Berbagai macam gaya dilakukan untuk memperpanjang langkah, menempel pada dinding gua, memanjat mencari rekahan pada dinding, merangkak di lorong yang sempit, tengkurap di dasar yang terjal dan berlumpur, tidur dan hanya menggerakkan siku serta tumit kaki di celah diagonal yang sempit, terkadang juga meloncat untuk menggapai pegangan.
Setelah 2,5jam, akhirnya kami tiba di sebuah tangga kayu sekitar 2,5 meter yang menjadi pijakan menuju tangga-tangga semen selanjutnya di mulut gua. Setelah melewati tangga tersebut, akhirnya kita melihat seberkas cahaya di kejauhan yang mengingatkan pada salah satu kepuasan caver, yaitu pertama kali melihat sinar setelah menyusuri gua. Di bawah sinar matahari, terlihat jelas lusuh dan kotornya pakaian kami.
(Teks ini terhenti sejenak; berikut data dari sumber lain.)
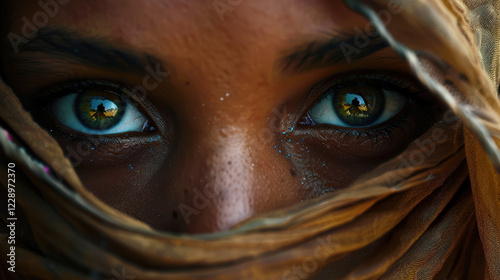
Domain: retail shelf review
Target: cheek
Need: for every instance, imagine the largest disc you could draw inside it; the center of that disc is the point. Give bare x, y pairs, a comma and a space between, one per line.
117, 172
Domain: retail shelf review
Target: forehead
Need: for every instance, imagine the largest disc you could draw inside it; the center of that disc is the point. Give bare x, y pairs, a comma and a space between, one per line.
232, 25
Lelah langsung terbayar dengan memanjakan diri di air terjun Bibijilan yang. Selagi asyik membersihkan diri, hujan langsung saja turun begitu derasnya, tidak terbayang apabila kami saat ini masih di dalam gua. Apakah kami dapat keluar hidup-hidup seperti Pak Iwan dan pengunjung tersebut?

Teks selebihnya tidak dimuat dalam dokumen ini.